A POWERFUL TALE OF ALAN SCOTT'S EARLY DAYS AS GREEN LANTERN! Alan Scott's early days as the Green Lantern are seen in a new light! The Green Lantern is the most powerful member of the JSA, beloved by all of America, but his personal life is a well-kept secret. This is a story about love, about fear, and most of all about courage to stand up to that fear. Alan Scott's past is the key to his future when the Red Lantern appears, ready to strike down the mighty Green Lantern!
I can't with good conscious recommend this comic. If we looked at it on the merit of a "comic book" it's not the most interesting comic. Opens with the usual relationship bit, you know two bros just hanging out half naked under bed sheets, afterall, we have to really hammer home that Mr. Scott is gay now (or has been for a better part of a decade if you remember Earth-2 but let's be honest, who does?).
Light on action, heavy on the melodrama. I can see why Tim Sheridan didn't go over any basic plot points in his video fan baiting about the comic--if he did, he would give the whole comic away. However, where there were action pages, they were well illustrated. Coloring work looks competent also, paneling too, but those are strengths from the art team. The cliffhanger was almost expected, I didn't hate it but the fact that I had hunch it would happen makes me feel the author should have made a different choice for the next major plot point.

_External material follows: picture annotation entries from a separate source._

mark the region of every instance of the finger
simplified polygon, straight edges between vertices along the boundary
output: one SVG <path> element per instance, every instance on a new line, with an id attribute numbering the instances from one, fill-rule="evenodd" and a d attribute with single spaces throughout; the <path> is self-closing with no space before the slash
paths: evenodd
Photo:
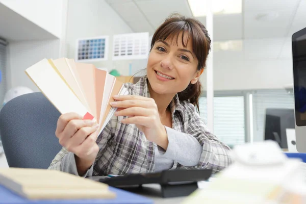
<path id="1" fill-rule="evenodd" d="M 67 113 L 61 115 L 57 121 L 56 134 L 58 135 L 63 132 L 70 120 L 82 118 L 83 116 L 76 113 Z"/>
<path id="2" fill-rule="evenodd" d="M 111 103 L 113 107 L 126 108 L 130 107 L 151 108 L 156 105 L 155 103 L 150 103 L 147 100 L 139 99 L 131 99 L 126 100 L 117 101 Z"/>
<path id="3" fill-rule="evenodd" d="M 140 125 L 144 125 L 150 128 L 152 124 L 152 119 L 146 116 L 135 116 L 131 118 L 125 118 L 121 121 L 124 124 L 135 124 Z"/>
<path id="4" fill-rule="evenodd" d="M 98 125 L 86 126 L 80 129 L 68 141 L 67 148 L 75 148 L 81 145 L 88 136 L 97 131 L 98 126 Z"/>
<path id="5" fill-rule="evenodd" d="M 151 110 L 141 107 L 128 108 L 115 112 L 116 116 L 148 116 L 152 114 Z"/>
<path id="6" fill-rule="evenodd" d="M 84 152 L 84 156 L 90 155 L 93 150 L 92 147 L 97 138 L 97 134 L 96 131 L 91 134 L 80 145 L 75 148 L 75 151 Z"/>
<path id="7" fill-rule="evenodd" d="M 136 95 L 119 95 L 113 96 L 116 100 L 125 100 L 131 99 L 138 99 L 142 100 L 152 100 L 151 98 L 138 96 Z"/>
<path id="8" fill-rule="evenodd" d="M 85 126 L 91 126 L 94 123 L 91 120 L 71 120 L 67 124 L 62 133 L 66 137 L 70 138 L 79 129 Z"/>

Here's the thing, let's put aside the queer bending of an 80 year old character (of which the creator was a devout Catholic, hmm), would you really hand this comic over to a gay friend? Like really? I appreciate Sheridan's effort to bring gay voices to the forefront and he seems like genuinely nice guy, but he's not the only one who has been doing so for the past 5 years at Marvel and DC. Here's my advice; start with writing a comic about a hero who happens to be gay, normal people aren't defined by their preference. Unfortunately, DC and Marvel's creatives who write these LGBTQ stories aren't strong enough to draft up a book on gay heroes without making it feel close to parody. Comics are already a niche genre as it is, leading with "he's a gay hero, buy this book to own the chuds or ELSE--!" screams of desperation.
I'll be back for the next issue to see how this rolls into the Red Lantern.
I think that unless your preference is standard heterosexuality, your preference does, in fact, inform who you are. It's not seen as the norm by society, and that surely leaves an indelible impression on who you are and how you see things.